5th Hybrid Modeling Summer School

8th – 10th of September 2021

NOVA  Science and Engineering School, Universidade Nova de Lisboa, Portugal

Why participating?

  • 5th edition of a well-established summer school on the topic of hybrid modelling for process development, characterization and optimization promoted by ESBES

  • Contact with some of the most renowned specialists in academia and industry in the field of hybrid modelling. 

  • Last edition participants included Bilfinger, Glaxo-Smith-Kline, Bayer, Eppendorf, Boehringer Ingelheim, GE Healthcare, Novasign, ROK Bioconsulting, MCL Gmbh, Hovione, IBET, University of Manchester, Imperial Coledge London, TU Wien, TU Berlin, BOKU University, Nova School of Science, Instituto Superior Técnico, University of Coimbra

  • Strong practical component with a two sessions of hands-on training with computers.

  • Free access to a powerful MATLAB hybrid modelling toolbox; free access granted only for academic use;

Who should attend?

  • PhD students with a strong modelling background and MATLAB language.

  • Senior scientists in academia or industry with a strong modelling background
  • The course is suitable for beginners but also for knowledge consolidation
  • Basic knowledge in machine learning topics is advised but not mandatory 

Why hybrid modelling?

It is foreseen that digitalization based on Machine Learning (ML) will mark profoundly process manufacturing efficiency in the future. Digitalization based on ML naturally challenges our traditional mathematical modeling vision in the process industries. First Principles, mechanistic modeling, phenomenological modeling, or even semi-empirical modeling, embody a form of human knowledge abstraction, which is hardly compatible with current ML approaches. Hybrid ML/Physical modeling follows the principle that ML should enhance traditional engineering rather than replace it. It has the potential to reduce the number of experiments required for model development and in addition the extrapolation properties of the hybrid model are typically much better as e.g. those of strictly data driven models. These properties make hybrid modeling approaches particularly interesting for process development, optimization and scale-up and their improved interpretability has been recognized as an advantage in the QbD and PAT concepts.
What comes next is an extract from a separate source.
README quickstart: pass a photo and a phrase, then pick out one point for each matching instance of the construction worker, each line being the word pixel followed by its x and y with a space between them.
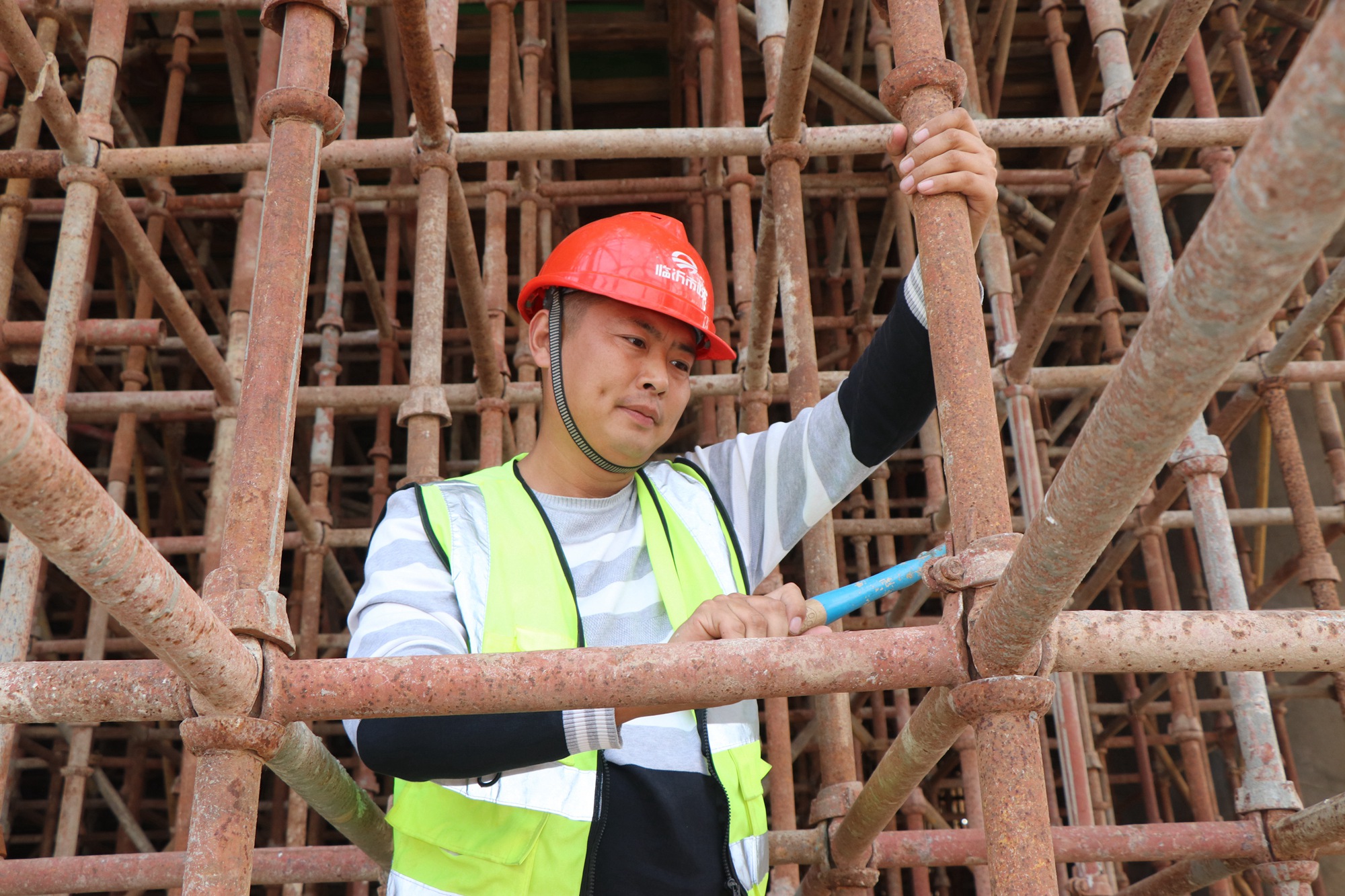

This course is directed towards PhD-students, Postdoctoral researchers and industry experts that have interest in process modeling and seek for methods to improve process modeling, such ultimately enhancing process operation and design in an efficient way.


Course objectives

  • Provide detailed knowledge about the benefits and challenges of hybrid modeling.
  • Enable the participant to independently develop and apply hybrid models.
  • Present and discuss use cases and applications for Process Development, Process Characterization and Process Optimization/closed Loop applications
 

Topics to be covered

The topics, covering both hybrid modeling fundamentals and their application, will be presented by leading experts. While the fundamental part covers questions on “How to develop a hybrid model?”, “How to enhance the model quality by design of experiments?” and “How to compare different hybrid models?”, it will also let the participants in on tips and tricks for the efficient development of high quality hybrid models. Hands on training will support the learning process and result in a profound understanding of the fundamentals. These courses will be held by leading experts. Hands on training will substantiate the presented topics. This will leave the participants with the necessary knowledge and skills to try hybrid modeling on their own. The industrial oriented part covers the application of hybrid modeling for typical bioprocess engineering and its utilization to support the Quality by Design concept, as promoted by the Process Analytic Technology initiative (PAT). Concepts and industrial applications for process development (e.g.: Shake Flasks to 15l Bioreactor), process characterization (e.g.: E.coli fermentation) and ways towards closed optimization (e.g.: model predictive control of fermentation processes) will be presented and discussed with the experts.